Only one of the artists in Toronto Dance Theatre’s On Display got to choose their collaborator. The project matches dancers from the company with first-time choreographers to create a series of solos together. Each pairing was an arranged marriage decided on by artistic director Christopher House. Except House’s own partnership, that is. From the beginning it wasn’t even a question he would work with Jordan Tannahill.
The pair first met in 2012 on the sidewalk outside the Sony Centre after watching Philip Glass and Robert Wilson’s epic opera Einstein on the Beach. The five-hour marathon left audience members with a lot to digest, and they struck up a conversation about the show. Chatting led to drinks, which led to seeing shows together, which blossomed into a long-term friendship.

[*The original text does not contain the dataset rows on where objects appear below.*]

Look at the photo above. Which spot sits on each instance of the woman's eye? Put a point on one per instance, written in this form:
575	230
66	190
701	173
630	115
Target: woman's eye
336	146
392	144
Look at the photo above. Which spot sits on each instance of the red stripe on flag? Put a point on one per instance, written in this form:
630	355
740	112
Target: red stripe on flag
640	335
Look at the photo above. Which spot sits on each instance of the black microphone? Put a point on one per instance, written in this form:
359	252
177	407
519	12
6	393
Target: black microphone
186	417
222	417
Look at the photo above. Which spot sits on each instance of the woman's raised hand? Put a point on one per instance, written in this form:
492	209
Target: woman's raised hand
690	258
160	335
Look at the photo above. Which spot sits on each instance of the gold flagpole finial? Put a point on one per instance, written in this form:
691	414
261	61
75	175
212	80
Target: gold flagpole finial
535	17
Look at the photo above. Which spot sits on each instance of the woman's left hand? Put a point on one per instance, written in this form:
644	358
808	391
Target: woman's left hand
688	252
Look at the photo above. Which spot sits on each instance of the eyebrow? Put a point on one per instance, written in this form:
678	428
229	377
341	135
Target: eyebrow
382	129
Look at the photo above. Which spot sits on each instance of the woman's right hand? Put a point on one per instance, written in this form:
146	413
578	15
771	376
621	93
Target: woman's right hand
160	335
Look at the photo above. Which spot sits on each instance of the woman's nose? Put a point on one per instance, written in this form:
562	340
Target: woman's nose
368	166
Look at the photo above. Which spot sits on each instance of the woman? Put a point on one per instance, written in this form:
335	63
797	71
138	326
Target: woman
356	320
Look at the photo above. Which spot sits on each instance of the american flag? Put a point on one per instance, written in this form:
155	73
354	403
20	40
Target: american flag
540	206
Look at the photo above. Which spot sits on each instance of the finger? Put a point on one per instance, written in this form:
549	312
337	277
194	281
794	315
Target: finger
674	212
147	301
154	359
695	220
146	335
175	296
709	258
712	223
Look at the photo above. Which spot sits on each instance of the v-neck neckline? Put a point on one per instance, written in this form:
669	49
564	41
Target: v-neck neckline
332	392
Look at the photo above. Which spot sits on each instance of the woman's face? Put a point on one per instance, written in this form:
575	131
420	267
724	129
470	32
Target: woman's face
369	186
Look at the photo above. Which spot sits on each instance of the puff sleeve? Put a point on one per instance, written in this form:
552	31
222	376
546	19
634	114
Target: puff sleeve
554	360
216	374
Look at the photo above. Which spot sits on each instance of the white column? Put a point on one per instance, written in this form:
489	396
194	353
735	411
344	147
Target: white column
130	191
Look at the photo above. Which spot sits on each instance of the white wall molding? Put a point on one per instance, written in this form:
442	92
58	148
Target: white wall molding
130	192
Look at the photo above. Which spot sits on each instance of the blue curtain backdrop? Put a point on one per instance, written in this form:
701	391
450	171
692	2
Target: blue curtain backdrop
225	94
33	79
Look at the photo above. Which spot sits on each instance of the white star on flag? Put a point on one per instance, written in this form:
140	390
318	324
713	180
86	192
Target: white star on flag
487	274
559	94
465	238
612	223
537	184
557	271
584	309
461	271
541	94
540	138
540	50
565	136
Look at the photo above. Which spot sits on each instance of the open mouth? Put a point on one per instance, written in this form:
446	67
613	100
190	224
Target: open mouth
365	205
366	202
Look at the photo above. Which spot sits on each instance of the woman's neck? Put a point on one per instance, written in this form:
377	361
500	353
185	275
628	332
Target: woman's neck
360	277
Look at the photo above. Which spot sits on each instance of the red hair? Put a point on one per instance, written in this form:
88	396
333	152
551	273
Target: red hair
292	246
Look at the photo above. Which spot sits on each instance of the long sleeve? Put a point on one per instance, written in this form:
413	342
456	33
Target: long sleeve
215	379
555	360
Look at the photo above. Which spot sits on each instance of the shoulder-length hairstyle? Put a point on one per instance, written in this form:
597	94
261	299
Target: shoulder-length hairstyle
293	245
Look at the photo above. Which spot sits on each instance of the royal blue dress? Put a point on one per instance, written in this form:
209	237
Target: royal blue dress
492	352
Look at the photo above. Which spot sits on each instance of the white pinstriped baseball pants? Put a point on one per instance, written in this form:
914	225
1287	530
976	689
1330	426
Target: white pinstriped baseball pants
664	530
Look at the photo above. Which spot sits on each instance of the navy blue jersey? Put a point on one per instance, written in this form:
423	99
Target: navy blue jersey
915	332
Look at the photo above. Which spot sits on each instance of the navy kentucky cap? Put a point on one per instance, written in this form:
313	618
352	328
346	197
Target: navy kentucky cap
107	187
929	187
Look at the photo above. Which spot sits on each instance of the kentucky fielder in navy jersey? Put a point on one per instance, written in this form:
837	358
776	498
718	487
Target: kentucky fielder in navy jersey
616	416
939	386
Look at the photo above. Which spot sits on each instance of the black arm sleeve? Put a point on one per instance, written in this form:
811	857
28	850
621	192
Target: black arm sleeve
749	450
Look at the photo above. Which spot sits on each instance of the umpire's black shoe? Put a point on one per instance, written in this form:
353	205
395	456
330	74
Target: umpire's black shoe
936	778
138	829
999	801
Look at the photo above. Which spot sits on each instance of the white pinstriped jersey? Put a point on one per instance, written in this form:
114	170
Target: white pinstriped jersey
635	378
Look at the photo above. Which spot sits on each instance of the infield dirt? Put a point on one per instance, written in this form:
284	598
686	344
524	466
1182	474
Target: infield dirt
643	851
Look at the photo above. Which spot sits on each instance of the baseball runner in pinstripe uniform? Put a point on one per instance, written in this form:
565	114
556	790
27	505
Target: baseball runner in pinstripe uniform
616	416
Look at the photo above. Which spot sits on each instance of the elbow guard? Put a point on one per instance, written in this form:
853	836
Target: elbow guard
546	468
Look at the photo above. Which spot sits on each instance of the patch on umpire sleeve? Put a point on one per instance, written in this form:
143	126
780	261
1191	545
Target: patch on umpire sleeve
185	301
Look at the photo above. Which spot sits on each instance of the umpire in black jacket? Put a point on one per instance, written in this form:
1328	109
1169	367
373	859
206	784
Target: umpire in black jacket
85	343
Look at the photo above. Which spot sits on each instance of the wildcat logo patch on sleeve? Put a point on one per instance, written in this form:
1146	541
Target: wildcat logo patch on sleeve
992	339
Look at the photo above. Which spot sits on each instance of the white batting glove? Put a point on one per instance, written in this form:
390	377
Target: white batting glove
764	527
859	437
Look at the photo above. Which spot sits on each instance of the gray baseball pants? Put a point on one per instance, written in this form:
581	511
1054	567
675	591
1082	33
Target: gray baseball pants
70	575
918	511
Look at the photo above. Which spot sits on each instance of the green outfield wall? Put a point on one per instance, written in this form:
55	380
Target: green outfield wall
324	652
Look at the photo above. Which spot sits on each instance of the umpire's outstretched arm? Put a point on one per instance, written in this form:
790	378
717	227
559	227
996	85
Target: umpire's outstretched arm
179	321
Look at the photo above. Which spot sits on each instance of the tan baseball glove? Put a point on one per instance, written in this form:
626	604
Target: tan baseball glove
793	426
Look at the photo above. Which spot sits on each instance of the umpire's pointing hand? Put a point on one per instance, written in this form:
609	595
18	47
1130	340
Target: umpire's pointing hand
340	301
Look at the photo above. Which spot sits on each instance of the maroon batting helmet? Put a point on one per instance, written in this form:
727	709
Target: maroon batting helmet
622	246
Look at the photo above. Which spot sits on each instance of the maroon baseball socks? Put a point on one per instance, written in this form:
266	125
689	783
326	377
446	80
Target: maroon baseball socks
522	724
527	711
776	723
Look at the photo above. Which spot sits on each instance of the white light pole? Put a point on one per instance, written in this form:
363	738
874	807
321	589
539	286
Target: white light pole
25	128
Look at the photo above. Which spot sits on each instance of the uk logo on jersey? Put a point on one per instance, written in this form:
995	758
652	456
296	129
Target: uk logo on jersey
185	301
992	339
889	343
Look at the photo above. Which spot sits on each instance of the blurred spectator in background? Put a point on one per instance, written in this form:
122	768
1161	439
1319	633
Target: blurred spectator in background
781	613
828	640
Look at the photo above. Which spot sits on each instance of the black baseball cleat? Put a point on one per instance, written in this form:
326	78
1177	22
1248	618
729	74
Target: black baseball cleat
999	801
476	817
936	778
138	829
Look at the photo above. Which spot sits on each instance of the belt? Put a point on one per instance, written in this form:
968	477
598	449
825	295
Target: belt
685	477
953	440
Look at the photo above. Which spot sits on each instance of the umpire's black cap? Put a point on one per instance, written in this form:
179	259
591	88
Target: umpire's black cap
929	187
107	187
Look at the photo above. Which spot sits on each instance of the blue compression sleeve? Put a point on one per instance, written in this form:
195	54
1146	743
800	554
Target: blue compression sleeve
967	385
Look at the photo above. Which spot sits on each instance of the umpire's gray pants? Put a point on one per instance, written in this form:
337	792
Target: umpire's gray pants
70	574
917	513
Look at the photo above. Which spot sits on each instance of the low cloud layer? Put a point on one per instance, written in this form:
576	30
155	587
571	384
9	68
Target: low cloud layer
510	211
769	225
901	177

Their natural chemistry was part of the reason House thought they should collaborate. But on their first day in the studio, it became clear a shared history doesn’t automatically mean an affinity for communication in a creative process.
“All of a sudden, I had to develop a whole new way of thinking and speaking in the context of making a dance together,” Tannahill says. “There are obvious commonalities with making plays in terms of creating a live experience through images. But it took me a few days to get my head around how we speak together as dancer and choreographer.”
Dubbed Rough House, the piece began with Tannahill giving House a series of impossible tasks, most of which involved removing clothing. Though the result is at times funny, playful and sexy, the intention was to present a conversation between two different generations of gay men about the body and how it changes over time.
“I wanted to explore a sort of intergenerational queer sexuality,” Tannahill says. “The piece is, in a way, about grafting my sexuality onto Christopher and vice versa. It’s a very intimate exchange, and at times it becomes quite vulnerable. Other moments it’s a bit like watching a frenzied Queen’s Park hookup.”